Duke University Torts Principles in Determining Negligence & Intentional Claims HWSchool
Note: Must have access to below listed course book. Also, study guide is attached.
Kubasek, N., Browne, M. N., Herron, D. J., Dhooge, L. J., & Barkacs, L. (2016). Dynamic business law: The essentials (3rd ed.). New York, NY: McGraw-Hill Education.
Dave is a driver for Empire Courier Service. Around the company, Dave is known as sort of a hothead. During his previous employment at another company, Dave had been involved in a workplace fistfight with a fellow employee, resulting in criminal charges.

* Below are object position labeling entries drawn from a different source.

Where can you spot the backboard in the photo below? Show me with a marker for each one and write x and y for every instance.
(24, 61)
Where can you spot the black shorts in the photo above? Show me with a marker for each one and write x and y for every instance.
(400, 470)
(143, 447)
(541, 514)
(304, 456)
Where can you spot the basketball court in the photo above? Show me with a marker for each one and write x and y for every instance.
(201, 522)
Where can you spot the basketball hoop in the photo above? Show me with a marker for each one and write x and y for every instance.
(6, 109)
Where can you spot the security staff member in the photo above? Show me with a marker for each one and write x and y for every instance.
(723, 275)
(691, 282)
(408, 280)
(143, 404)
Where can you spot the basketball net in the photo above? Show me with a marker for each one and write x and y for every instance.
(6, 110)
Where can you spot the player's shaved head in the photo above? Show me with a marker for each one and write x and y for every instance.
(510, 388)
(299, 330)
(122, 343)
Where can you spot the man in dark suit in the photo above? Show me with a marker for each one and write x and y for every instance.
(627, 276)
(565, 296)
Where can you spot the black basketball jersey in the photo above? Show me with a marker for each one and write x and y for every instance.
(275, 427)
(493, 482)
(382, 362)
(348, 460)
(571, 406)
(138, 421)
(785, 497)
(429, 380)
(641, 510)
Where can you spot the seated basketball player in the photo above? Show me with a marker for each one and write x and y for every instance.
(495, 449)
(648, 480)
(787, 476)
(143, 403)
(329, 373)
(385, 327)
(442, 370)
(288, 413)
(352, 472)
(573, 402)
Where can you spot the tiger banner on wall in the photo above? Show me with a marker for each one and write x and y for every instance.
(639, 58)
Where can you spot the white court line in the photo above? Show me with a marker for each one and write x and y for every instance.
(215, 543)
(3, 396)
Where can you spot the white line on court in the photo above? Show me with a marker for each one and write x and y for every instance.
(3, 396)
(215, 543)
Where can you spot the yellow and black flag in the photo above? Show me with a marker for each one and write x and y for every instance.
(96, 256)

One day, between deliveries and in a company vehicle, Dave decides to get lunch. While leaving the parking lot at Big Burrito Bistro, the favorite lunch spot for most Empire Courier employees, Dave negligently causes a car accident with another vehicle, resulting in injuries to Victor, the driver of the other car. As Dave and Victor are waiting on the side of the road for the police to arrive, Victor comments to Dave, “Oh, you drive for Empire Courier Service. It doesn’t surprise me that Empire hires bad drivers because their service stinks, and their prices are too high!” Dave is so offended that Victor would insult his employer’s professional reputation that he punches Victor in the face, causing Victor to suffer even more injuries. Empire Courier Service does not, as a matter of policy, do criminal background checks on its employees.
Considering the legal principles discussed in Chapter 20, explain who is liable for Dave’s negligence for causing the car accident, and explain who is liable for Dave’s intentional tort for punching Victor. Provide your answers in a case analysis of a minimum of 500 words. Cite any direct quotes or paraphrased material from outside sources. Use APA format.